Andan los independentistas con una nueva matraca. La de una investidura de Salvador Illa con los votos de Vox. Candidatos, asesores y activistas se han sumado a esa consigna que delata muchas cosas. Los nervios existentes en las filas de Junts per Catalunya y ERC ante la hora de la verdad, el agotamiento del discurso procesista y el reconocimiento subliminal de que el PSC puede ganar. Y, sobre todo, esa disonancia cognitiva que lleva a los independentistas a ver al ultra en el ojo ajeno.
Que Laura Borràs intentara acorralar al candidato socialista aventurando un hipotético apoyo de la ultraderecha resulta obsceno, tratándose de la representante de una formación que presenta a las elecciones del 14F una caterva de radicales que azuzan el odio en las redes sociales contra los “colonos”, éstos son, todos aquellos que no creen en la independencia como opción política. Desde Joan Canadell, que si los problemas judiciales de Borràs se complican apunta a presidenciable, pasando por otros integrantes de la lista que llaman putas a las mujeres, se ríen de actrices fallecidas o llaman vagos a los andaluces. Que Borràs, que se define ahora como musa del socialismo, admita en su equipo a clasistas y machistas, o no se indigne con los artículos misóginos que articulistas del diario digital más subvencionado del Govern dedican a Jèssica Albiach, deja sus apelaciones a la igualdad y el feminismo en puro postureo.
ERC también se ha sumado a esa ecuación Illa-Vox. Debido a sus complejos, los republicanos se están cargando su propia campaña. Comenzaron con un discurso conciliador, el de la vía ancha y el independentismo posibilista. Pero a medida que avanzan los días, pierden fuelle en las encuestas de intención de voto. Y eso que Pere Aragonès ha ido ganando soltura en los debates televisivos lo que, unido a su historial de gestión --es decir, un discurso sin brocha gorda--, era una apuesta perfecta para ERC, que partía como ganadora.
Pero los republicanos, empeñados en demostrar un músculo identitario que solo los ultras neoconvergentes cuestionan, también intentan asociar a Illa con la ultraderecha. Obviando que ERC ha estado gobernando con la derecha reaccionaria que hay en JxCat durante tres años. Una alianza que se remonta ya a la época de Junts Pel Sí. La de Lluís Llach, que ahora, reconvertido en hooligan cupaire, distingue entre “els nostres” ("los nuestros") y “els altres” ("los otros").

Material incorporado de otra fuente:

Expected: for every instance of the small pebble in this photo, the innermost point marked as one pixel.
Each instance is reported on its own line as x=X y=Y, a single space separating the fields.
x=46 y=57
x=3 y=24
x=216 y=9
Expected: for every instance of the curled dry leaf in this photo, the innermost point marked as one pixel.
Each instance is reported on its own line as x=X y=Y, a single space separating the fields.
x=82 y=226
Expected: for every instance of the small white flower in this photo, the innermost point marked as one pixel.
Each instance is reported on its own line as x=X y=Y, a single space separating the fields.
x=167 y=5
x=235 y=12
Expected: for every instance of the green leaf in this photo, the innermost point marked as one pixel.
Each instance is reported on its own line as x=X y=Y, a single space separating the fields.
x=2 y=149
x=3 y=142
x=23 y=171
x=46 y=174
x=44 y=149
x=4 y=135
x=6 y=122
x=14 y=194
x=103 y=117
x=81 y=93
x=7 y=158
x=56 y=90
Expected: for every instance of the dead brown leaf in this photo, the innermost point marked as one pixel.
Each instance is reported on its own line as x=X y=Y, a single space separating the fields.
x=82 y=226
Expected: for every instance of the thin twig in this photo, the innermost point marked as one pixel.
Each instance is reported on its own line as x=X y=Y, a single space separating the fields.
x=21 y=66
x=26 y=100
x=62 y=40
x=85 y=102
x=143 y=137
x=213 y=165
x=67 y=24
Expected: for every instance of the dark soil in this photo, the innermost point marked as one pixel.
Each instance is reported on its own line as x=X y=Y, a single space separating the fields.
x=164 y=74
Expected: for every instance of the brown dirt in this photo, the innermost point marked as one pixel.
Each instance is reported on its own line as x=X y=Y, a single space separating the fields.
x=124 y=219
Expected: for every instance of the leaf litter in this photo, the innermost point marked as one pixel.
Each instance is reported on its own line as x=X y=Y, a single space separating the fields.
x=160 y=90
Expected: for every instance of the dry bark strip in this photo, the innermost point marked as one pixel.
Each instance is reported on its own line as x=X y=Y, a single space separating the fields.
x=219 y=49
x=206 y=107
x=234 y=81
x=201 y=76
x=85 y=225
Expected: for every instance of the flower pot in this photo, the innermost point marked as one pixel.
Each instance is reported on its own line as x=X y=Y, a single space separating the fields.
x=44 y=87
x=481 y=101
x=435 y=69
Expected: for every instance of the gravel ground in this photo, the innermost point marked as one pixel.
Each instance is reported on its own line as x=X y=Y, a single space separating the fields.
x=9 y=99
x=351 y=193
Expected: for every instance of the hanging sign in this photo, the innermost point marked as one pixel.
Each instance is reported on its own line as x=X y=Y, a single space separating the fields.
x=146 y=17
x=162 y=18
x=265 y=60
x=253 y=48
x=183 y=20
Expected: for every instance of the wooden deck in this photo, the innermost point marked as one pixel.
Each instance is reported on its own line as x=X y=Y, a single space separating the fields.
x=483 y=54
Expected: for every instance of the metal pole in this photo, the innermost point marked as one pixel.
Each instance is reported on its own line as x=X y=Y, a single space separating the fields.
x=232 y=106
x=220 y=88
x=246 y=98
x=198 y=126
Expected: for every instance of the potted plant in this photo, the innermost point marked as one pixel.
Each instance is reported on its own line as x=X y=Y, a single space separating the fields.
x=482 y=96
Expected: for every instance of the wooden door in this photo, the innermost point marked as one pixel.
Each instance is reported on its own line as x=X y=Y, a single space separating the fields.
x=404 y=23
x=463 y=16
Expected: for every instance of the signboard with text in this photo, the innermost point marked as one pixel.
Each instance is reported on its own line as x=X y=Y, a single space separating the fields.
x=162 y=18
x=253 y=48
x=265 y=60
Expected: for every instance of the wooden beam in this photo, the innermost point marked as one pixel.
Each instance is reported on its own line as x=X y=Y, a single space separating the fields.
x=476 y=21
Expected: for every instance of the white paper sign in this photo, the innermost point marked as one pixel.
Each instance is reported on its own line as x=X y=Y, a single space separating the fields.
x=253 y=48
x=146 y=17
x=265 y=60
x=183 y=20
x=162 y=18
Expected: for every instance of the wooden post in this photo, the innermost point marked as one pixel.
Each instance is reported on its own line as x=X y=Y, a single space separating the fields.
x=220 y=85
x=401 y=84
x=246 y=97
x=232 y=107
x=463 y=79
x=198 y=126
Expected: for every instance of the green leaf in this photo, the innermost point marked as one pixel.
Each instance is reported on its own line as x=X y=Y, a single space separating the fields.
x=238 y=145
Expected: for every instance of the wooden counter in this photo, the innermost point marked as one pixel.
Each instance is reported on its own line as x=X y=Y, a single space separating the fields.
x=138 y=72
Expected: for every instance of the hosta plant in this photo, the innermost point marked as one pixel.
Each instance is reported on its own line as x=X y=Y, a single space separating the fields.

Esa derecha independentista de la que ERC no acaba de separarse es la misma que cuestionó su pacto fiscal con los comunes, lo que permitió a Aragonès aprobar los presupuestos de la Generalitat de 2020 y superar la zancadilla de JxCat.
Esa derecha independentista que convierte en dogma electoral las palabras de Ignacio Garriga --“facilitaría la investidura de Cataluña para que no gobiernen los golpistas”-- es la que ha hecho la vida imposible a ERC y, lo que es peor, a todos los catalanes, pues debido a esas peleas internas, la gestión del Govern se ha reducido a su mínima expresión. Pobreza, división social, inestabilidad, inseguridad jurídica… Esas son las consecuencias de un mandato entregado a ese “bien superior” llamado independencia.
Pero la claque secesionista solo ve mala gestión y radicalidad en el ojo ajeno, quizá confiada en que las elecciones son “una cruzada”. No contra el islamismo, como predica Vox –¡grande el popular Alejandro Fernández dejando en su sitio a Garriga en TV3!--, sino contra los no creyentes del separatismo.